É provável que você esteja consumindo cada vez mais vídeos online e outras formas de conteúdo. De fato, está muito comum, nas rodas e nas redes, um duplo questionamento: será que a televisão ainda é um meio tão importante? E, mesmo que seja, será que o programa político tem audiência suficiente para influenciar uma eleição?
A resposta à primeira pergunta pode surpreender, nestes tempos digitais e multimídia, mas é muito objetiva: a TV aberta reina absoluta entre os meios de comunicação, já que está presente em 97% dos lares e é o principal meio de informação e entretenimento declarado por 63% da população. A permanência média do brasileiro em frente à televisão aumentou para seis horas em 2017! Se você pensar que as pessoas estão passando mais tempo em casa em função do desemprego, da falta de grana e da insegurança, começa a fazer sentido. Por sinal, a audiência da TV paga despencou nesses últimos meses.
Mas essa multidão vai ver o programa do candidato? Ele e seus colegas políticos também têm essa dúvida. E tomaram uma providência muito inteligente. Eles reduziram pela metade a duração do horário eleitoral gratuito a partir deste ano. Em compensação, mais do que dobraram a quantidade de inserções que serão espalhadas pelos intervalos comerciais da programação. Tanto no rádio quanto na televisão, seremos expostos a 70 minutos diários fatiados em doses de 30 segundos. E não vale veicular de madrugada. Ou seja, o candidato e seus colegas terão muito mais exposição do que qualquer marca de refrigerante, carro ou banco neste período.
Agora considere o seguinte: a política e os políticos têm uma influência enorme na nossa vida. E até na nossa morte. No entanto, para a maioria dos brasileiros, a política não acontece no cotidiano da sociedade. Ela é uma atividade desenvolvida por especialistas muito bem remunerados. Como nos reality shows, assistimos pela TV ao que fazem esses profissionais. Criticamos seu desempenho. Sem grande envolvimento, vamos às urnas de dois em dois anos. E ainda temos o estranho impulso de votar em quem tem mais chance de ganhar. Como se a eleição fosse um jogo, uma corrida, essas coisas que vemos na televisão.
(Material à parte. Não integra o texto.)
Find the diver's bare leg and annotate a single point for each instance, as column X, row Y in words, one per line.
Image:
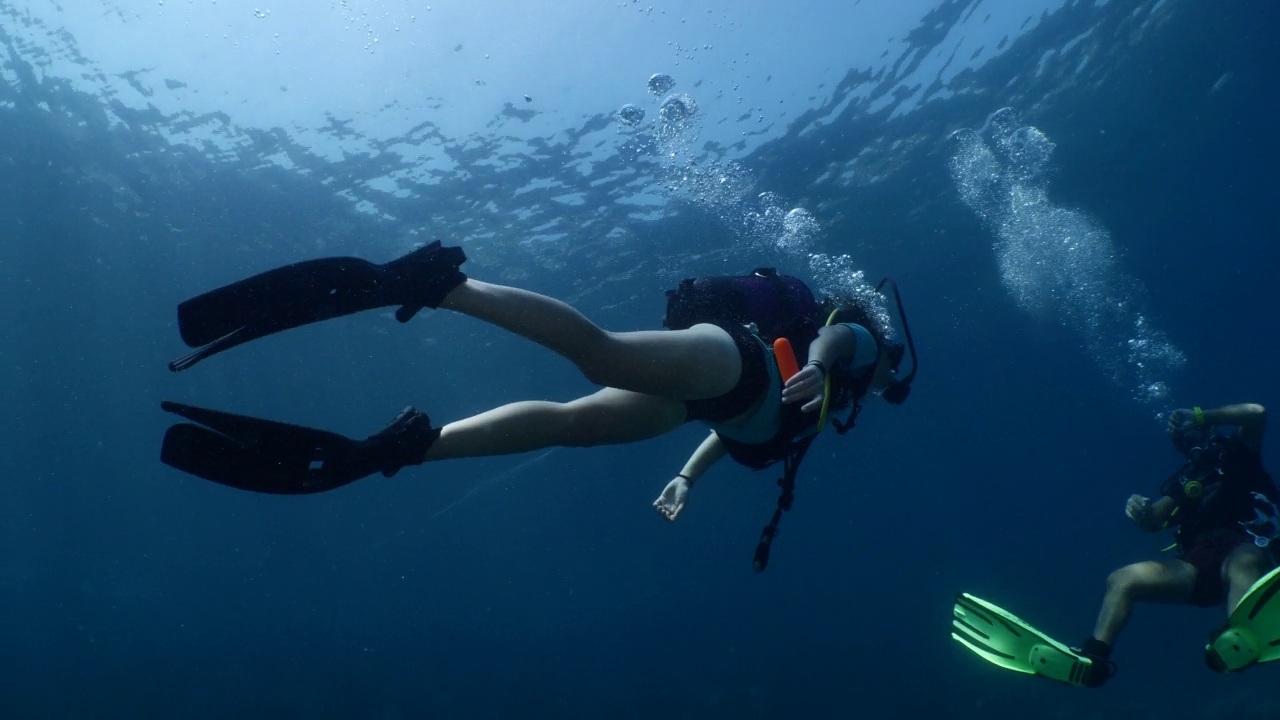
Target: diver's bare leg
column 698, row 363
column 1169, row 580
column 609, row 417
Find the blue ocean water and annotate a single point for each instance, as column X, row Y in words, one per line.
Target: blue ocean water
column 1080, row 214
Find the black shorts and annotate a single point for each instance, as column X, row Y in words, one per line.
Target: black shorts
column 753, row 382
column 1207, row 556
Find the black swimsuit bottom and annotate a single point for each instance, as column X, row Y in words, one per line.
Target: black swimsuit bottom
column 753, row 381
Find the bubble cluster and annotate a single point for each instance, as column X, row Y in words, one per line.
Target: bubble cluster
column 676, row 114
column 630, row 115
column 836, row 276
column 661, row 83
column 1057, row 263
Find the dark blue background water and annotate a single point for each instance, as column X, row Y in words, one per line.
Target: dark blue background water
column 553, row 589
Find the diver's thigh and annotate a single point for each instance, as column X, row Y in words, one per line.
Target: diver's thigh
column 691, row 364
column 1164, row 580
column 612, row 417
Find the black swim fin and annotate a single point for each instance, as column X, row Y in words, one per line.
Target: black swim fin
column 311, row 291
column 275, row 458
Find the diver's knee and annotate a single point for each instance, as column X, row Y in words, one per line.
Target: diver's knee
column 1123, row 582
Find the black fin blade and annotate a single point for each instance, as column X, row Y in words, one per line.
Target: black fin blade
column 219, row 459
column 282, row 299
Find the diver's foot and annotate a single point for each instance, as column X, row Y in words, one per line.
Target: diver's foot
column 1101, row 668
column 403, row 442
column 424, row 277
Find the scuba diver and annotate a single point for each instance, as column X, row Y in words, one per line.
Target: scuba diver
column 714, row 363
column 1221, row 505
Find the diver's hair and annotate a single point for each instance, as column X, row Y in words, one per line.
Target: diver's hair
column 851, row 310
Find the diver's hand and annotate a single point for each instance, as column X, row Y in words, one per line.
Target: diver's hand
column 807, row 386
column 1138, row 509
column 672, row 499
column 1182, row 419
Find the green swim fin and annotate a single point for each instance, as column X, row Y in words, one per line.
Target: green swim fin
column 1252, row 632
column 275, row 458
column 1004, row 639
column 312, row 291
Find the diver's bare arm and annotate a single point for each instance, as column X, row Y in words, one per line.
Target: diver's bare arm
column 1160, row 513
column 1249, row 417
column 707, row 455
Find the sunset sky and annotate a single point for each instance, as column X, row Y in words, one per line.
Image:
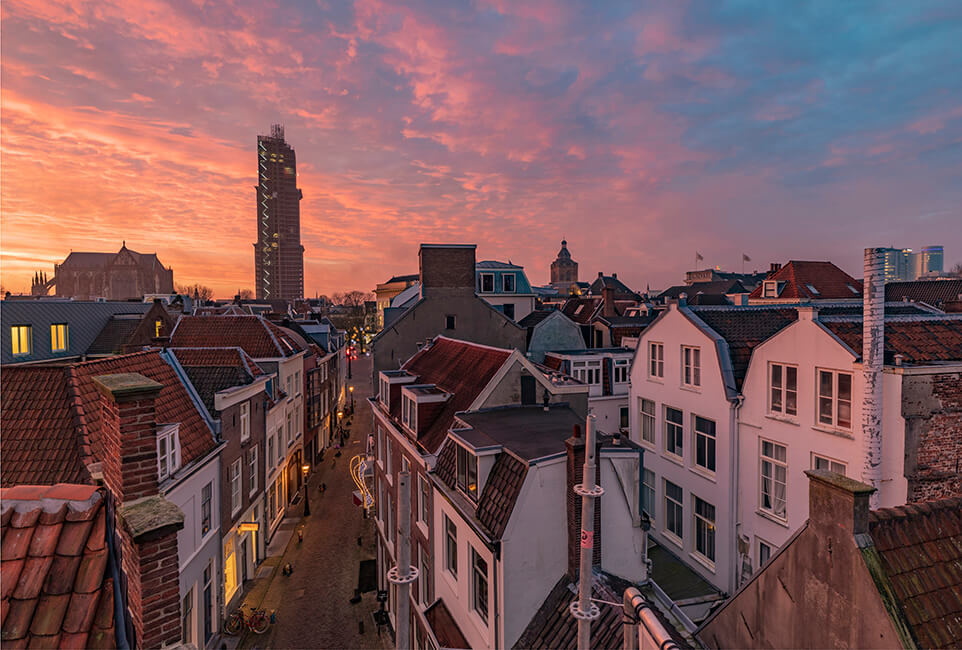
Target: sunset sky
column 783, row 130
Por tudo isso, na hora de montar suas coligações, o candidato e seus colegas não consideram apenas ideias e projetos. Eles olham principalmente para minutos e segundos da sua audiência. O tempo de TV é a seiva vital do sistema eleitoral brasileiro. E o que define o tempo de TV de cada partido é o número de deputados federais. É um modelo que pode distorcer prioridades, já que estimula alianças de pura conveniência.
Claro que a televisão não é o único fator. Ela influencia, mas não decide. Muitos movimentos ocorrem na sociedade abaixo do radar dos especialistas. Apesar de tudo, vivemos numa democracia. Temos liberdade de expressão. E temos a possibilidade de pensar, debater, agir e evoluir. Por isso, nada está previamente definido. Ao contrário das séries da TV, nessa história são os personagens que escrevem o roteiro a cada cena. E as temporadas se sucedem sem fim. Não há possibilidade de cancelamento. Sejamos, portanto, menos espectadores e mais autores do nosso futuro.